Road - class 3 togher, Derrynagran, Co. Longford
Co. Longford |
Roads & Tracks
In the bogland of Derrynagran, County Longford, a road lies preserved in the waterlogged ground, built not from stone or tarmac but from carefully laid branches of ash and hazel.
It is easy to overlook the significance of such a thing, but this modest timber trackway represents a form of engineering that kept people, animals, and goods moving across Ireland's treacherous wetlands for thousands of years.
The structure is what archaeologists call a togher, a term for a wooden road or trackway constructed across boggy or marshy ground. This particular example is classed as a class 3 togher, meaning it combines both longitudinal timbers laid along the direction of travel and transverse roundwood set across the path, a technique that distributes weight and prevents the surface from sinking. The Derrynagran togher is oriented roughly north-northwest to south-southeast, measures 1.25 metres in width, and survives to a depth of 0.29 metres.
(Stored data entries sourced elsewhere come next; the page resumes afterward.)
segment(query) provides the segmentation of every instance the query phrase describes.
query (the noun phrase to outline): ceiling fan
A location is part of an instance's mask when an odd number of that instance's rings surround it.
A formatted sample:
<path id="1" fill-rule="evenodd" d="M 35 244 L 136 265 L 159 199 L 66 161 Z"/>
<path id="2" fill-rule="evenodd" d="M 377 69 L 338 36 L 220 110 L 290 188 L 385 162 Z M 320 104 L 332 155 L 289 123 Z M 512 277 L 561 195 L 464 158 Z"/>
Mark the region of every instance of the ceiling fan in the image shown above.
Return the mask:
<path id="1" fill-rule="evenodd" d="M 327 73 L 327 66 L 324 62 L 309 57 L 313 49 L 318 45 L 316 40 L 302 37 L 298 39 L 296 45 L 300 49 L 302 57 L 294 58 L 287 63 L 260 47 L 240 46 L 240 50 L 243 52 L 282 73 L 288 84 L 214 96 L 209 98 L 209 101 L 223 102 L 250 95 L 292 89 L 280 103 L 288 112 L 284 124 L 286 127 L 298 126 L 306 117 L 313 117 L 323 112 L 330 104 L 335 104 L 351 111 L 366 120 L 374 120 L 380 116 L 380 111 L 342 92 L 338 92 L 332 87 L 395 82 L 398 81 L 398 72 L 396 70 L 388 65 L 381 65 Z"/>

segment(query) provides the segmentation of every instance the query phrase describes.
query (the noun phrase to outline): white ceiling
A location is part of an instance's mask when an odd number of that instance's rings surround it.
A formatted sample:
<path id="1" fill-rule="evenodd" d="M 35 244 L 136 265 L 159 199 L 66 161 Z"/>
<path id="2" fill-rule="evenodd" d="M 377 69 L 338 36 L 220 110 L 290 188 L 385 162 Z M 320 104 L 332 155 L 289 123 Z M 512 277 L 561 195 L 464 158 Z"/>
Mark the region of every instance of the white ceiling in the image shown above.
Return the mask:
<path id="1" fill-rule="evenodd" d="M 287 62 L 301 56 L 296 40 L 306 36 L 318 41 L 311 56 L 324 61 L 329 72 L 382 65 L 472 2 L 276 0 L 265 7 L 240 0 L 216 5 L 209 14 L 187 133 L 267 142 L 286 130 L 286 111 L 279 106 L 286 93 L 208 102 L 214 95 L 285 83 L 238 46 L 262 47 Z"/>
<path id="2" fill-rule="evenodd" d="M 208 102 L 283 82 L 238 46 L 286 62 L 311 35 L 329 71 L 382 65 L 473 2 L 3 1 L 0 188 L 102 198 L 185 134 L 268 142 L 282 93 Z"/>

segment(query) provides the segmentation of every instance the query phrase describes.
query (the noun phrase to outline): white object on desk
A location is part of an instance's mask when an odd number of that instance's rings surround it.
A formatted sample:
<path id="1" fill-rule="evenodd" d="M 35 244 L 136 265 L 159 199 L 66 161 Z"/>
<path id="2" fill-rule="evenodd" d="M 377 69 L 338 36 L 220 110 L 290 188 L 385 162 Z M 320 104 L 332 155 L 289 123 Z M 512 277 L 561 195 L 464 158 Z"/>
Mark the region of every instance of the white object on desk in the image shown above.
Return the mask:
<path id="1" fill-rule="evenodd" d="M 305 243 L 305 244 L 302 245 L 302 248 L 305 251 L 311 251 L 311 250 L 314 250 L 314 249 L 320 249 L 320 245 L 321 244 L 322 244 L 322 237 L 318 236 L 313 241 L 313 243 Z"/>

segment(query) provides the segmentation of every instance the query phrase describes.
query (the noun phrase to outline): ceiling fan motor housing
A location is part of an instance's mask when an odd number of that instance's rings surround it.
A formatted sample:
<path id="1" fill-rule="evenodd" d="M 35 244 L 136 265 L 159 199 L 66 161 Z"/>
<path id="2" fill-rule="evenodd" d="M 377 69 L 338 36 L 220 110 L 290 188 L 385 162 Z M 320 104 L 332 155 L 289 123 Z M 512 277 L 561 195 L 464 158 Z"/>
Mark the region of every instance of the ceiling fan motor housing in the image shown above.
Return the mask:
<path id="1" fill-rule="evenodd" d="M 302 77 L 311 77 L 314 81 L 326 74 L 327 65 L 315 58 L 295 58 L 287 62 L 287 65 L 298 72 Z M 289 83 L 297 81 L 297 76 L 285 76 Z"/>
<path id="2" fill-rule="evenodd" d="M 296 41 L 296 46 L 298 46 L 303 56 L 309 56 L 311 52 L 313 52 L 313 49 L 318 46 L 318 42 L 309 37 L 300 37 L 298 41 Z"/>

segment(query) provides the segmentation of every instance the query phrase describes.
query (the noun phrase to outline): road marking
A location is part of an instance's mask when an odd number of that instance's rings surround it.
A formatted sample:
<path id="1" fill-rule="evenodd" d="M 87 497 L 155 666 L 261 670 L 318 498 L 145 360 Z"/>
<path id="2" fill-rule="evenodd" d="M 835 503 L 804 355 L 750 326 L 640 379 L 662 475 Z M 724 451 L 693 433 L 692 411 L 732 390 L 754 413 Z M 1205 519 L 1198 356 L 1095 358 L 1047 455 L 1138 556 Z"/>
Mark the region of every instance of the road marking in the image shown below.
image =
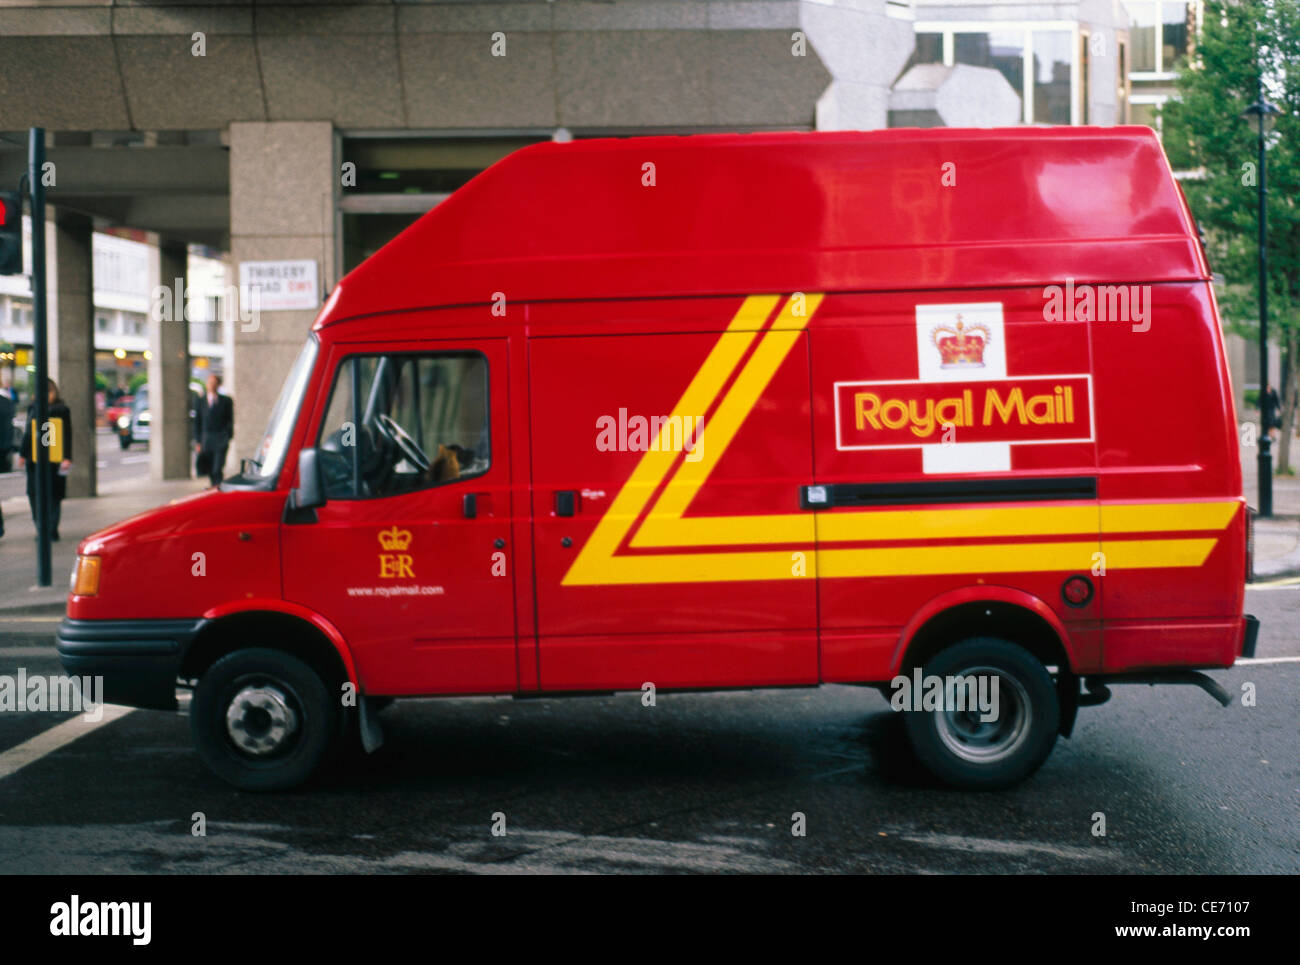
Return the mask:
<path id="1" fill-rule="evenodd" d="M 1300 588 L 1300 576 L 1289 576 L 1281 580 L 1269 580 L 1267 583 L 1247 583 L 1248 590 L 1285 590 Z"/>
<path id="2" fill-rule="evenodd" d="M 45 589 L 45 587 L 41 587 Z M 63 617 L 6 617 L 8 623 L 58 623 Z"/>
<path id="3" fill-rule="evenodd" d="M 0 647 L 0 660 L 10 657 L 57 657 L 58 651 L 53 645 L 48 647 Z"/>
<path id="4" fill-rule="evenodd" d="M 28 764 L 39 761 L 47 754 L 52 754 L 60 747 L 66 747 L 78 737 L 85 737 L 105 724 L 125 717 L 135 710 L 134 707 L 122 707 L 118 704 L 104 704 L 104 716 L 99 720 L 86 720 L 78 714 L 72 720 L 65 720 L 47 731 L 42 731 L 31 740 L 23 741 L 17 747 L 0 754 L 0 780 L 16 774 Z"/>
<path id="5" fill-rule="evenodd" d="M 149 461 L 148 456 L 123 456 L 121 460 L 121 465 L 131 466 L 137 462 L 148 462 L 148 461 Z"/>
<path id="6" fill-rule="evenodd" d="M 1251 666 L 1252 664 L 1263 663 L 1300 663 L 1300 657 L 1242 657 L 1234 667 Z"/>

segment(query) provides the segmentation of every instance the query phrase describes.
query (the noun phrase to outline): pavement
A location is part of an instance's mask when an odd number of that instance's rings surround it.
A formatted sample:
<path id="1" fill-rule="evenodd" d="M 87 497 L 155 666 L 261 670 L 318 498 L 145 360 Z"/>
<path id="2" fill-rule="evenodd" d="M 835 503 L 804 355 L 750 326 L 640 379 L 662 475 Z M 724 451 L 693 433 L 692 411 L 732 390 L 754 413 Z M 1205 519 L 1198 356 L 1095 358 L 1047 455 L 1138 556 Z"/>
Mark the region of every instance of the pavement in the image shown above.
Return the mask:
<path id="1" fill-rule="evenodd" d="M 62 613 L 68 581 L 83 537 L 155 506 L 199 492 L 206 479 L 154 482 L 144 478 L 115 479 L 99 487 L 94 498 L 65 499 L 59 523 L 60 540 L 51 545 L 50 586 L 36 585 L 36 525 L 26 496 L 0 502 L 5 534 L 0 538 L 0 615 Z"/>
<path id="2" fill-rule="evenodd" d="M 1242 489 L 1252 506 L 1259 501 L 1257 455 L 1255 448 L 1242 447 Z M 1295 443 L 1295 458 L 1300 459 L 1300 439 Z M 62 539 L 53 544 L 52 581 L 47 587 L 36 585 L 36 528 L 27 498 L 14 496 L 0 501 L 5 525 L 5 535 L 0 538 L 0 614 L 62 613 L 77 543 L 83 537 L 206 486 L 206 480 L 199 479 L 157 482 L 148 477 L 114 478 L 100 485 L 98 497 L 65 499 L 59 527 Z M 1255 521 L 1255 579 L 1258 582 L 1295 575 L 1300 575 L 1300 477 L 1276 476 L 1273 516 Z"/>

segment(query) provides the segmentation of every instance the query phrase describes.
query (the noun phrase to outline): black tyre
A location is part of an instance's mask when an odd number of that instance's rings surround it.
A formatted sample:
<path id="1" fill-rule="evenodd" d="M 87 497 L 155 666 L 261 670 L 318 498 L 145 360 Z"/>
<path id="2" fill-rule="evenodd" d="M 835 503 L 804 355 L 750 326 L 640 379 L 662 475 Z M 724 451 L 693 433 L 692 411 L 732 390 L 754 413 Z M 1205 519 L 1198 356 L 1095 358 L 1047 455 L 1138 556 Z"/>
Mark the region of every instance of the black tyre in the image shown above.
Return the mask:
<path id="1" fill-rule="evenodd" d="M 130 437 L 130 436 L 119 435 L 119 436 L 117 437 L 117 444 L 118 444 L 118 447 L 119 447 L 119 448 L 122 448 L 122 449 L 130 449 L 130 448 L 131 448 L 131 437 Z"/>
<path id="2" fill-rule="evenodd" d="M 302 784 L 341 730 L 337 698 L 320 675 L 279 650 L 237 650 L 199 678 L 190 730 L 203 762 L 246 791 Z"/>
<path id="3" fill-rule="evenodd" d="M 973 637 L 941 650 L 922 668 L 926 679 L 974 677 L 991 697 L 996 717 L 945 706 L 909 710 L 907 735 L 921 763 L 953 787 L 993 790 L 1018 784 L 1047 760 L 1056 743 L 1061 708 L 1047 668 L 1023 647 Z"/>

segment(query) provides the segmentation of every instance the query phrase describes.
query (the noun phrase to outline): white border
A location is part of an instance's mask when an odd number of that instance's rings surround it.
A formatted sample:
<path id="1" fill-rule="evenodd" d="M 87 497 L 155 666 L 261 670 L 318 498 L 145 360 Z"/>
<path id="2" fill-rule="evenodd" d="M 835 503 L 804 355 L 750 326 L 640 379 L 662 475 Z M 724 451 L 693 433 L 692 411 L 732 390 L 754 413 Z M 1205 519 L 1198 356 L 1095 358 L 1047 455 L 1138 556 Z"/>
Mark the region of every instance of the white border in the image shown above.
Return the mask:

The roundwood used in its construction ranges from six to seven centimetres in diameter, modest in size but consistent, suggesting a degree of selection and intention in how the materials were gathered. Ash and hazel are both fast-growing, flexible woods that would have been readily available at the margins of a wetland, and their use here points to builders who understood the properties of local timber. The data on which this record is based was gathered by the Irish Archaeological Wetland Unit at University College Dublin, a body that spent years systematically recording the bog roads of the Irish midlands before much of the evidence disappeared beneath drainage schemes and peat extraction.